Universitas Gadjah Mada bersama dengan Universitas Teuku Umar (UTU) dan Institut Seni Budaya Aceh, melakukan penandatanganan Nota Kesepahaman Bersama (MoU) dalam bidang Tridharma Perguruan Tinggi, Jumat (12/07), di Gedung Pusat UGM. Penandatanganan Nota Kesepahaman Bersama ini dilakukan oleh Wakil Rektor Bidang Kemahasiswaan, Pengabdian Kepada Masyarakat, dan Alumni, Dr. Arie Sujito, S.Sos., M.Si. dengan Rektor Universitas Teuku Umar, Prof. Dr. Ishak, M.Si., dan Wakil Rektor Bidang Akademik dan Kemahasiswaan Institut Seni Budaya Aceh, Dr. Dra. Ratri Candrasari, M.Pd. Turut hadir dalam acara tersebut, Direktur Pengabdian Kepada Masyarakat UGM, Dr. dr. Rustamaji, M.Kes., serta Direktur Kemitraan dan Relasi Global UGM, Prof. Dr. apt. Puji Astusti, M.Sc. Ruang lingkup kerja sama ini adalah ketiga institusi sepakat untuk melakukan kerja sama dalam penyelenggaraan kegiatan pendidikan, penelitian, dan pengabdian kepada masyarakat.
Rektor Universitas Teuku Umar, Prof. Dr. Ishak, M.Si., mengatakan kerja sama ini diharapkan bisa memberikan manfaat bagi kedua institusi terutama bagi pengembangan sumber daya manusia Indonesia, khususnya di wilayah ujung barat Indonesia. “Usia UTU sebagai Perguruan Tinggi Negeri memang baru 10 tahun, tapi kami memiliki komitmen untuk menghasilkan lulusan yang kompeten dan berdaya saing global, terutama di sektor agro dan marine sebagai core edukasi kami,” ungkap Ishak.

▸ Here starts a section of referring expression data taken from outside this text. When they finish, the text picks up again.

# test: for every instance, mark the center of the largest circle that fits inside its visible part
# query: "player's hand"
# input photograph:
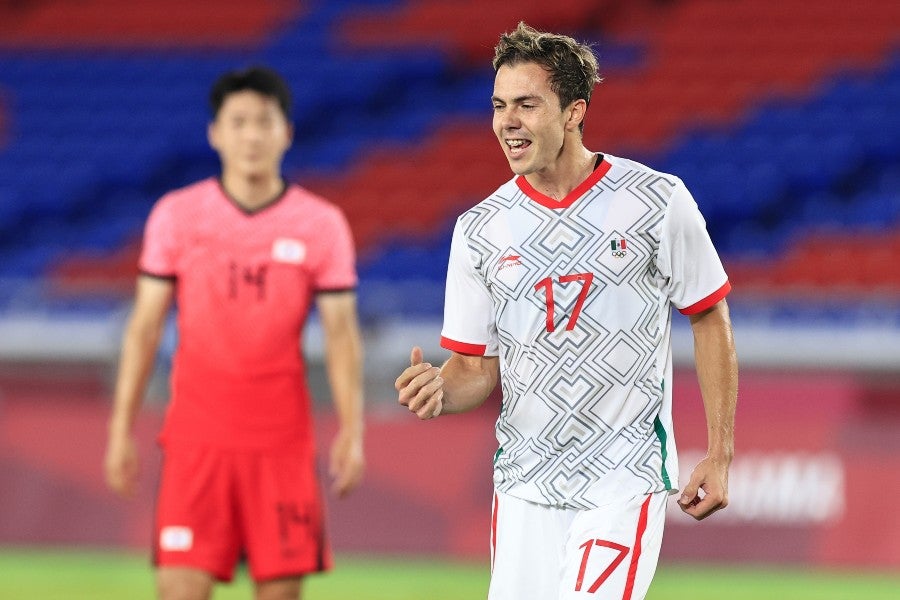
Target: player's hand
(347, 462)
(121, 465)
(710, 476)
(420, 387)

Ia menambahkan, dengan 6 Fakultas, 23 Program Studi S1, 4 Program Studi S2, dan mahasiswa sejumlah hampir sepuluh ribu, UTU berharap dapat dibina oleh UGM melalui kegiatan pertukaran mahasiswa dan dosen, kolaborasi riset dan publikasi ilmiah, serta Kuliah Kerja Nyata (KKN) Kolaborasi. “Terus terang kami terharu ketika UGM menempatkan mahasiswa KKN di Aceh, mudah-mudahan setelah ini, UGM dan UTU bisa saling bersinergi untuk membuat program KKN bersama,” tutup Ishak.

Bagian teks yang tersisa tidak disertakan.